On February 22nd, a company released its quarterly report that may not be well-known due to its low market capitalization and profile. This company is $LYSAGHT / 9199 (LYSAGHT GALVANIZED STEEL BERHAD), a manufacturer of galvanized steel poles and masts in Malaysia. As of the closing price on February 23rd, the company's market capitalization stood at RM102.3 million.
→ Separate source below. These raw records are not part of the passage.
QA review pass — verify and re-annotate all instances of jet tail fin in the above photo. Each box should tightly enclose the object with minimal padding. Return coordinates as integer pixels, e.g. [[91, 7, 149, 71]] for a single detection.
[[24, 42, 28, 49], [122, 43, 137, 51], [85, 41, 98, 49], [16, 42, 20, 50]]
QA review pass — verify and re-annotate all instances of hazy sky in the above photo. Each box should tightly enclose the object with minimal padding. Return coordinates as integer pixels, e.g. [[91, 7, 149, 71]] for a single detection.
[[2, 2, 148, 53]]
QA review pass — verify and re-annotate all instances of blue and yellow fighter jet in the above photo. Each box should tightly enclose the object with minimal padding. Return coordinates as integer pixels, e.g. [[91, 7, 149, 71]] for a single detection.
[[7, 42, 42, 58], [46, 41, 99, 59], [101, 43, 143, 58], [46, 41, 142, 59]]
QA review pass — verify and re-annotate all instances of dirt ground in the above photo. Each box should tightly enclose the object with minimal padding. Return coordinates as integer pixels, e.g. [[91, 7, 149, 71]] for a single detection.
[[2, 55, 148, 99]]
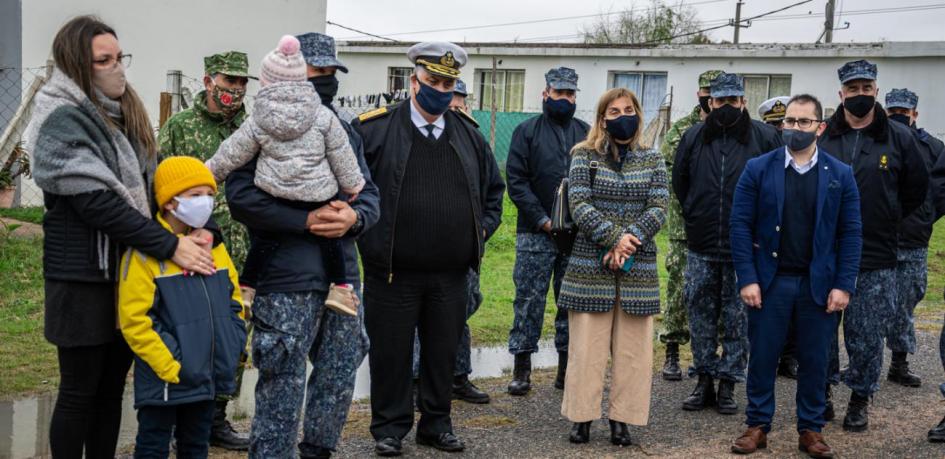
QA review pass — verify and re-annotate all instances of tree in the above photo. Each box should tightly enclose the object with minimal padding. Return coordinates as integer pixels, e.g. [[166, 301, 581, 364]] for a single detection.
[[581, 0, 712, 44]]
The latest Q4FY23 report shows the company achieving a new high record in net profit over 8 quarters, also marking the highest revenue and profit in the past 5 years.
1. Financial Performance
- Revenue reached RM23.3 million, a 46.22% increase year-over-year (YoY).
- Gross profit stood at RM6.61 million, showing a 50.03% YoY increase.
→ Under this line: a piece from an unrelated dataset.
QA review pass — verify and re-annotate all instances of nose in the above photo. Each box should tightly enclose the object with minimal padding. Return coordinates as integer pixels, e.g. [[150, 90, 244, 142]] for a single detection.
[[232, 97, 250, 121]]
- Profit Before Tax (PBT) amounted to RM4.1 million, a 53.72% YoY increase.
- Profit After Tax (PAT) reached RM3.23 million, marking a 72.47% YoY increase due to higher Average Selling Price (ASP) of standard poles.
- Net Profit Margin stood at 13.85%, higher than the 11.74% in Q4FY22.
2. Balance Sheet Strength
- The company boasts total assets of RM186.21 million and total liabilities of only RM6.67 million, indicating a very healthy position.
- Notably, the company's cash position is strong, with RM94.94 million in cash and no borrowings. This cash represents about 92.8% of its market capitalization, translating to a cash per share of approximately RM2.28.
3. Cash Flow
- A positive free cash flow of RM15.77 million was reported.
4. Conclusion
- Upon considering the cash per share and EPS, the basic calculation suggests that the current share price may adequately reflect the company's value. The company achieved an EPS of 27.05 sen in FY23 and when adding with the cash per share, totaling RM2.55, which is a 3.66% discount of current share price. However, further research and calculations are necessary to determine the intrinsic value of the company.
- Despite these positive aspects, there are a few drawbacks to consider. The low trading volume and market cap are notable, along with a low dividend yield of 1.22% for FY23. Although the dividend payout remained the same as FY22 at RM0.03 but there is decreased in payout ratio. Additionally, volatility in commodities and crude oil prices could impact the company's margins.